In a day and age when you can order a ride with the touch of a smartphone, people demand technology that meets their innovation needs, even when it comes to health care, says Jeff Yaniga, chief revenue officer of Maestro Health. The Chicago-based company, which also owns a medical TPA, runs a private exchange, maestroEdge. Read as Yaniga shares why some private exchanges are not meeting their mark.
Where do you see private exchange’s fitting in the health care game moving forward?

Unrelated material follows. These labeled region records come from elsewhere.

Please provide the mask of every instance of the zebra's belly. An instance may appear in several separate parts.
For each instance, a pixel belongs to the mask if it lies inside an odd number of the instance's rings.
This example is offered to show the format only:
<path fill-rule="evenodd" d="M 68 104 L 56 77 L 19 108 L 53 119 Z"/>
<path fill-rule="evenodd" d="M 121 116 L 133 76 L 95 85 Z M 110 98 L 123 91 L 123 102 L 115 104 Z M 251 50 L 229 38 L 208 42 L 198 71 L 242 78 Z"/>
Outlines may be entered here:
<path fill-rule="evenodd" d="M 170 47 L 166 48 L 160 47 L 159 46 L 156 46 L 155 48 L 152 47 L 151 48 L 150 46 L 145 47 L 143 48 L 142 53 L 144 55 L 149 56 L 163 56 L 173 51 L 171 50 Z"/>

There are a few trends I’m tracking pretty closely. Number one is consolidation and beyond the consolidation that we can’t help see in the news, with United, Anthem, Aetna, Cigna and others. I think there is consolidation happening with private exchange technology providers as well. At one point the count was over 180 companies that think of themselves as a private exchange provider of some sort. What we are seeing is some of them are starting to fail on their promises. When that happens, there are companies full of very talented people that are looking to join companies that are succeeding.
The other big trend is it’s a simple fact; there is still a literacy crisis in health care insurance. There was a report the National Bureau of Economic Research did that looked at the impact of poor decisions. Poor decisions rooted in the fact that most people simply don’t know about premiums, deductibles, co-pays, etc. While that acumen is relatively low today and that literacy is low today, we know it is going to improve as people understand the impact of choosing a narrow network instantly when they go to the doctor they’ve had for 20 years and he or she doesn’t accept their insurance. Literacy will improve and we think that for all of us in the private exchange market, as literacy improves and people become more sophisticated, they are going to demand technology that meets their innovation just like transportation today is as easy as pressing a button and dialing an Uber.